The Two Big Worries For Traders Now

There is an eerie stillness in the stock market. The wild price swings and huge volume that we have seen from September through the beginning of December has quietly gone away. The panic selling has gone away. True, there is little buying interest as well, but nobody is particularly complaining about the calm.

Still there are two big worries out there:

1) Redemptions are not over; they will pick up in January and February as investors try to pull out even more money from hedge funds on the heels of the Madoff scandal. It has happened right now because the period of asking for redemptions during this quarter has passed.

2) The weaker dollar is fueling arguments from the Armageddon Crowd that the world is losing confidence in the U.S. government's creditworthiness;

3) The traders who are trying to play the "reflation trade" (buying commodities/commodity stocks) are worried that a weaker dollar in the past two weeks is not causing commodities to move up; that relationship (weaker dollar/stronger commodities) worked very reliably in the past few years, but for whatever reason it is no longer working.

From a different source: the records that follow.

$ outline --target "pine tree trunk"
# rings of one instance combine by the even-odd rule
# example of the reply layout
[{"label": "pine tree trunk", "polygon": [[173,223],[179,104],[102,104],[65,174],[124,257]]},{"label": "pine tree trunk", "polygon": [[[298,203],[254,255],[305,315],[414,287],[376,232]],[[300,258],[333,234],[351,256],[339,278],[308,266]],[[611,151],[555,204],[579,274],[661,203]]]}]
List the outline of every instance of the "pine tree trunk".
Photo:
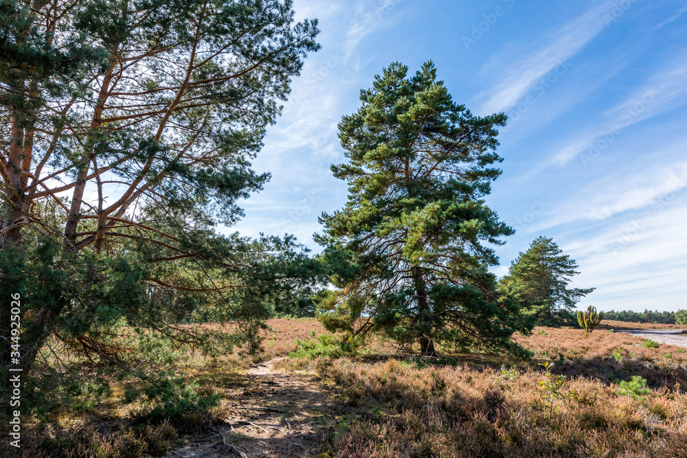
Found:
[{"label": "pine tree trunk", "polygon": [[420,348],[423,356],[436,356],[434,342],[431,339],[431,310],[427,300],[427,285],[423,276],[422,270],[417,266],[411,268],[413,282],[418,299],[418,314],[415,323],[418,324],[420,334]]}]

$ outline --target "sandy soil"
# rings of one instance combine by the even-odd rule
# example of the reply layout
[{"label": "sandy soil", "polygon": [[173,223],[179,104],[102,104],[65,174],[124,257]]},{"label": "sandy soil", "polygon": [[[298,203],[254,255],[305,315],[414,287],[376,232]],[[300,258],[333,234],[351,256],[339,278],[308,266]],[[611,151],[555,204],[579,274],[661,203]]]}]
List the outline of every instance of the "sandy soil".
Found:
[{"label": "sandy soil", "polygon": [[642,339],[651,339],[659,343],[687,348],[687,334],[682,334],[682,329],[633,329],[623,330],[619,332],[627,332]]},{"label": "sandy soil", "polygon": [[223,424],[189,440],[170,458],[310,457],[330,411],[326,393],[306,375],[274,369],[275,358],[246,371],[247,383],[224,403]]}]

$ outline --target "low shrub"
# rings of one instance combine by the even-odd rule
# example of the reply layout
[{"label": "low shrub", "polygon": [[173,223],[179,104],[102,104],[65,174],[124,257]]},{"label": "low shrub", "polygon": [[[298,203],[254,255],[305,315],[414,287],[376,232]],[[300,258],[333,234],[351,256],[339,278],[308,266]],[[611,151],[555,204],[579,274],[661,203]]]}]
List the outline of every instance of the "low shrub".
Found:
[{"label": "low shrub", "polygon": [[656,341],[652,341],[651,339],[645,339],[642,341],[642,345],[646,348],[658,348],[661,346],[661,344]]},{"label": "low shrub", "polygon": [[629,382],[622,381],[618,389],[620,396],[629,396],[639,399],[651,394],[651,390],[646,387],[646,380],[639,376],[632,376]]},{"label": "low shrub", "polygon": [[303,341],[296,339],[295,344],[297,348],[295,352],[289,353],[289,356],[294,358],[306,359],[318,358],[335,359],[344,356],[344,348],[336,336],[325,334],[317,336],[316,339],[306,339]]},{"label": "low shrub", "polygon": [[159,424],[166,419],[172,424],[190,429],[214,423],[212,410],[221,404],[221,399],[216,391],[201,395],[199,387],[173,371],[161,371],[158,379],[144,390],[148,408],[139,415],[139,421]]}]

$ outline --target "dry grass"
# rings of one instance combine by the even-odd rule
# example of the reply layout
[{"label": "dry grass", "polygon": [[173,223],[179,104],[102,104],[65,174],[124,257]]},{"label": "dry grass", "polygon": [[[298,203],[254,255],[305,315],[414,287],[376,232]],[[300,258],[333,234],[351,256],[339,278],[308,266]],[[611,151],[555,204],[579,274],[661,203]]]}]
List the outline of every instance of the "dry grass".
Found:
[{"label": "dry grass", "polygon": [[[687,457],[687,352],[642,346],[641,338],[596,330],[538,328],[516,339],[533,352],[510,379],[504,357],[456,356],[436,364],[366,355],[292,360],[310,365],[339,402],[338,426],[323,451],[370,457]],[[388,349],[387,349],[388,350]],[[537,363],[554,361],[570,396],[550,404]],[[447,364],[447,363],[449,363]],[[648,396],[618,393],[632,376]],[[574,393],[573,395],[573,393]]]},{"label": "dry grass", "polygon": [[606,320],[602,321],[597,330],[616,330],[623,329],[687,329],[687,325],[684,324],[661,324],[657,323],[629,323],[628,321],[616,321]]},{"label": "dry grass", "polygon": [[531,336],[515,339],[534,352],[535,360],[557,360],[557,374],[604,383],[639,375],[654,388],[687,388],[687,350],[681,347],[647,348],[640,337],[600,330],[585,337],[582,330],[537,328]]},{"label": "dry grass", "polygon": [[616,394],[598,380],[571,379],[575,398],[549,406],[541,371],[514,380],[467,367],[419,368],[322,361],[318,371],[352,412],[329,436],[336,457],[684,457],[687,396]]}]

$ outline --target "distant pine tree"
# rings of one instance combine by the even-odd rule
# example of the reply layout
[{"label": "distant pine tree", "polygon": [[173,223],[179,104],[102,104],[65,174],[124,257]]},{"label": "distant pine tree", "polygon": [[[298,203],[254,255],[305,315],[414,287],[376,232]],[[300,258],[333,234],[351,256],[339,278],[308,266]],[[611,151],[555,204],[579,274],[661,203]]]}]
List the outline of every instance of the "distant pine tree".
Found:
[{"label": "distant pine tree", "polygon": [[572,277],[579,273],[575,271],[577,267],[575,260],[563,254],[553,239],[539,237],[513,262],[501,284],[532,321],[561,324],[572,317],[575,304],[595,289],[567,288]]}]

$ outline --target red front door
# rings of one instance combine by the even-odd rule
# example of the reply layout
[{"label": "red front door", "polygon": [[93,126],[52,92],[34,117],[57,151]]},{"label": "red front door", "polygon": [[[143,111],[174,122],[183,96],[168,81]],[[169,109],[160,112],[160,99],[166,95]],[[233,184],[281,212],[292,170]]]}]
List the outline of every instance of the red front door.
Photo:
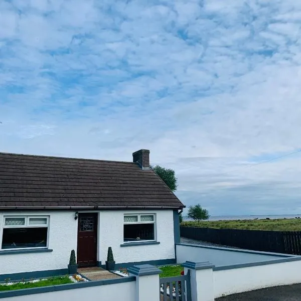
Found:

Another example of the eerie calm: GM announced that due to a cash crunch they were suspending work on the factory that will build the engine for the Volt. This is the car they are hanging their future on! What happens? Nothing. Stock does not move. Not clear when they will resume, but GM says they can still deliver Volts by 2010. With no engine?

Morgan Stanley's numbers are WAY below analyst expectations. Outside of opening retail banking branches, there is very little room for growth. What happens? Nothing! Stock up 4 percent.